不良っぽい子が来た時も楽しかった。親御さんは
「だらしがないんで、ピッタリしたサイズにしてください」
と言うと、その子はどうやら不満そうだった。おそらく大きめのパンツをブカブカに履きたいのだろう。
「やだよ、恥ずかしいよピッタリなんて」
仏頂面をして返す息子
「ダメよ! みっともない!」
親子げんかの勃発である。母親の気持ちも分かるが、不良くんの気持ちもよく分かる。そこで、少し大きめのサイズを渡し試着室に入る前に小声で囁いた。
「ちょっと大きめのやつにしといたからよ、ズボンはいたら腰の辺りで何回か折っちまえ。で、ブレザーの前のボタン留めときゃ分かんねえからさ」
おれがそう言うと、若きルード・ボーイはちょっとはにかんで、軽く会釈をし試着室に入っていった。サンプルを着て出てくる不良。母親はしばらく眺めて
「ちょっと、大きめなんじゃないかしら?」
と、まだ不満そうだった。不良は助けを求める目でこっちを見ている。そこで、お決まりのトークである。
「お母さん、中学3年生っていうと、これからまだまだ大きくなりますから、少しくらいサイズを大きくしておいたほうが後で買い換えずに済みますよ」
母親はしばし考えた後、誤魔化された制服にOKを出し、息子と一緒に帰って行った。
その後も何十人と採寸をしトークを繰り広げ、ああもう10年分くらい喋ったなというところで、その日は終了。まかない、というか会社が昼食用に用意してくれた学食をご馳走になり、腹も一杯になったところで本日は解散。ちょうど生徒たちの下校時刻と重なっていたようで、あちこちから弾んだ声が聞こえていた。

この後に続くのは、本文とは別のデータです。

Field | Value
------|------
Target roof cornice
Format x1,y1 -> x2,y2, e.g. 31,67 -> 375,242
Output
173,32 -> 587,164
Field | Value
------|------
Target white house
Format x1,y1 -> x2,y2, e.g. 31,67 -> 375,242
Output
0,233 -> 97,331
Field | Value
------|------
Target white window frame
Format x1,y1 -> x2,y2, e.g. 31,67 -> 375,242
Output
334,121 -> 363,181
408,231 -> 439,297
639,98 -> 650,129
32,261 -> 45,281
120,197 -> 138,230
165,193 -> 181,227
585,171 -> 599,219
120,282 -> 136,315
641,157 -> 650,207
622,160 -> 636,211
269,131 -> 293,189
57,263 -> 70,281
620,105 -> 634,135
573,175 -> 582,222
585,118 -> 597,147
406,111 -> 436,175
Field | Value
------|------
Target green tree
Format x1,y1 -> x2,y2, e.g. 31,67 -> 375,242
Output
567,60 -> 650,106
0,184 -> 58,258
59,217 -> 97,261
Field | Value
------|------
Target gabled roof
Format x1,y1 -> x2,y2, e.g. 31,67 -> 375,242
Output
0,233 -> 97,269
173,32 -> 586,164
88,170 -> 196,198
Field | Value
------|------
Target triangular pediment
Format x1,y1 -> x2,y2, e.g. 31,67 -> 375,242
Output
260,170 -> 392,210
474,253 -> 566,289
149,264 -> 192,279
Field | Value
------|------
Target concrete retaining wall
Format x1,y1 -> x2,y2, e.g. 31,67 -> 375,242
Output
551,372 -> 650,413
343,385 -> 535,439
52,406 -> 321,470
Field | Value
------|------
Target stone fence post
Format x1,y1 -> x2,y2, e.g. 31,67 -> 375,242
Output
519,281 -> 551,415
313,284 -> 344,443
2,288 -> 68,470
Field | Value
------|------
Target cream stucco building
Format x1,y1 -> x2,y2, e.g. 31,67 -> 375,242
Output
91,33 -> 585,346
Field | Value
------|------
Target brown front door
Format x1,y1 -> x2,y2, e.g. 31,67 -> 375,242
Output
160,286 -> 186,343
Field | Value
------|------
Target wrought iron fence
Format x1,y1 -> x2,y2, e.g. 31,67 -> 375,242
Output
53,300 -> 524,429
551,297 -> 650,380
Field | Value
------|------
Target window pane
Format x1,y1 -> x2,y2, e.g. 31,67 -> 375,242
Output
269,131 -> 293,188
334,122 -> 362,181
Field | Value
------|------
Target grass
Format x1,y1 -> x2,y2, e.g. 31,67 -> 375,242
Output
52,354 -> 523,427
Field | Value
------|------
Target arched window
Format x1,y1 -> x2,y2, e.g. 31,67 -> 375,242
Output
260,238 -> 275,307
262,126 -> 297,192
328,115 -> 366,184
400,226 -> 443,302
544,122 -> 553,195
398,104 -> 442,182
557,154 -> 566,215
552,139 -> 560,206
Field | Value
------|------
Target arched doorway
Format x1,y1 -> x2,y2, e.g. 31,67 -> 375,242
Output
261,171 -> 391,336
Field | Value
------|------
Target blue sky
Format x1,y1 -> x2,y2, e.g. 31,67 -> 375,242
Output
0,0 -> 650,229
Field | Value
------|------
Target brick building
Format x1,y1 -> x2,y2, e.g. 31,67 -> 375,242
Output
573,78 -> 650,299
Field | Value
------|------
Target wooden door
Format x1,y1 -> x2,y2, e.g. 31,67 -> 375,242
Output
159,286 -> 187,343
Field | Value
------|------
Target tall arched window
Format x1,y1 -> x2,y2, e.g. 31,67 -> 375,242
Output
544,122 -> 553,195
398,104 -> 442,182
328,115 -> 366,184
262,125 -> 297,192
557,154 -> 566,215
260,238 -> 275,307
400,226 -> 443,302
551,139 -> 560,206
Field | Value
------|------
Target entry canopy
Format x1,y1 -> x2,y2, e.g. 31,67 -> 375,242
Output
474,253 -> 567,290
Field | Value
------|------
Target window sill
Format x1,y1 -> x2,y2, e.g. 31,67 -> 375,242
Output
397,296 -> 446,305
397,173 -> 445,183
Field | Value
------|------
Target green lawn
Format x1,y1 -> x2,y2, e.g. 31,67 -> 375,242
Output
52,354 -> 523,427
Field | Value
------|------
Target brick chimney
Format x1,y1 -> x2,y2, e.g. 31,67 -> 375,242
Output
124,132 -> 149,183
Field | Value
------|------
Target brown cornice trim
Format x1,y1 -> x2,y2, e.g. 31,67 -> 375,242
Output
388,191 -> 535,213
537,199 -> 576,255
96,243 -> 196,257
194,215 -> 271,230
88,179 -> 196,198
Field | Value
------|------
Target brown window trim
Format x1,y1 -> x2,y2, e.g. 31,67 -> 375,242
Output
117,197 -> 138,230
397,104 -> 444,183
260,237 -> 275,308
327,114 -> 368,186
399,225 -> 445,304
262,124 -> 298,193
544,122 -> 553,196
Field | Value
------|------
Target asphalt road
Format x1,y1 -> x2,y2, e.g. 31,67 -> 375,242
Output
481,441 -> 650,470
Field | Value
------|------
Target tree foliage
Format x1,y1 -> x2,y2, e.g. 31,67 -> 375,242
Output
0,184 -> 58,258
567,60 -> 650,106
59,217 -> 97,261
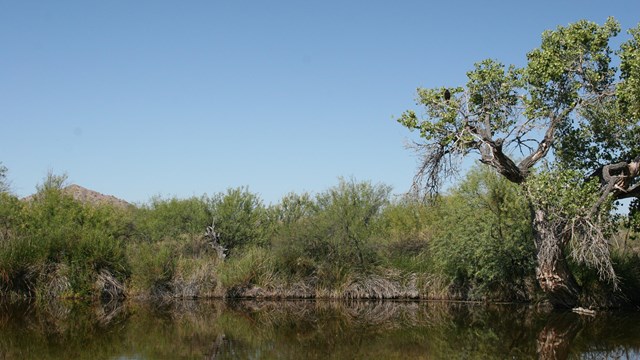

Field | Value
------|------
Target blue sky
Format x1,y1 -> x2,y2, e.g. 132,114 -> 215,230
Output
0,0 -> 640,203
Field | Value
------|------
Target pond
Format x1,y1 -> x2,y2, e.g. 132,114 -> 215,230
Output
0,301 -> 640,360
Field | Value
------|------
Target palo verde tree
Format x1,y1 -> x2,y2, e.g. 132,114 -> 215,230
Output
398,18 -> 640,307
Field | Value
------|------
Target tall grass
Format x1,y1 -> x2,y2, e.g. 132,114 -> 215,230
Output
0,171 -> 640,303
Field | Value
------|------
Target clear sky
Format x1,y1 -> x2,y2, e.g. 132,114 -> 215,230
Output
0,0 -> 640,203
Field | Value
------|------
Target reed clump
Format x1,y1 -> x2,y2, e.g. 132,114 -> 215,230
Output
0,171 -> 640,304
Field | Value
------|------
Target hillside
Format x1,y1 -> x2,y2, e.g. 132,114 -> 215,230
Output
23,184 -> 131,208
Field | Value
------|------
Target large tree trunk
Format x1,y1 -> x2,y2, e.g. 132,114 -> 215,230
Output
533,210 -> 580,308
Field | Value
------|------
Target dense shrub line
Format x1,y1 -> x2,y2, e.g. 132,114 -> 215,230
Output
0,169 -> 640,301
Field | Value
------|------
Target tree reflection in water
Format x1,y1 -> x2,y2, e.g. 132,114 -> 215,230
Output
0,301 -> 640,360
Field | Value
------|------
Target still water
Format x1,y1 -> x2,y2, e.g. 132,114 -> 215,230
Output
0,301 -> 640,360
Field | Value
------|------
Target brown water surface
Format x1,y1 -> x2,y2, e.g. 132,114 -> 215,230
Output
0,301 -> 640,360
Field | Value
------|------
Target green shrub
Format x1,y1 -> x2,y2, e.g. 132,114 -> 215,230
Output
212,188 -> 271,256
432,169 -> 535,298
0,174 -> 130,296
273,179 -> 390,286
136,197 -> 212,242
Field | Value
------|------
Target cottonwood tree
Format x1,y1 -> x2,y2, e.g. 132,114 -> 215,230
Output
398,18 -> 640,307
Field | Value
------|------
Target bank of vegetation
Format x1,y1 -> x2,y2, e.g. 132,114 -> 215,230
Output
0,168 -> 640,304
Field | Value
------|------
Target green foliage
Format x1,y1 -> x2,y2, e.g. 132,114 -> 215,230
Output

「懐かしいなあ」と思いながらふと下駄箱の方に目をやると、カップルが手を恋人つなぎしながら、まだ降り続く雪の中を相合い傘で歩いて行くのが見えた。男の子の左肩に、雪が落ちては溶けていく。
「こんなところに来るんじゃなかった……」そう思いながら校門を出たところで、思いっきりすっ転んだ。遠くから、誰かが笑う声が聞こえた。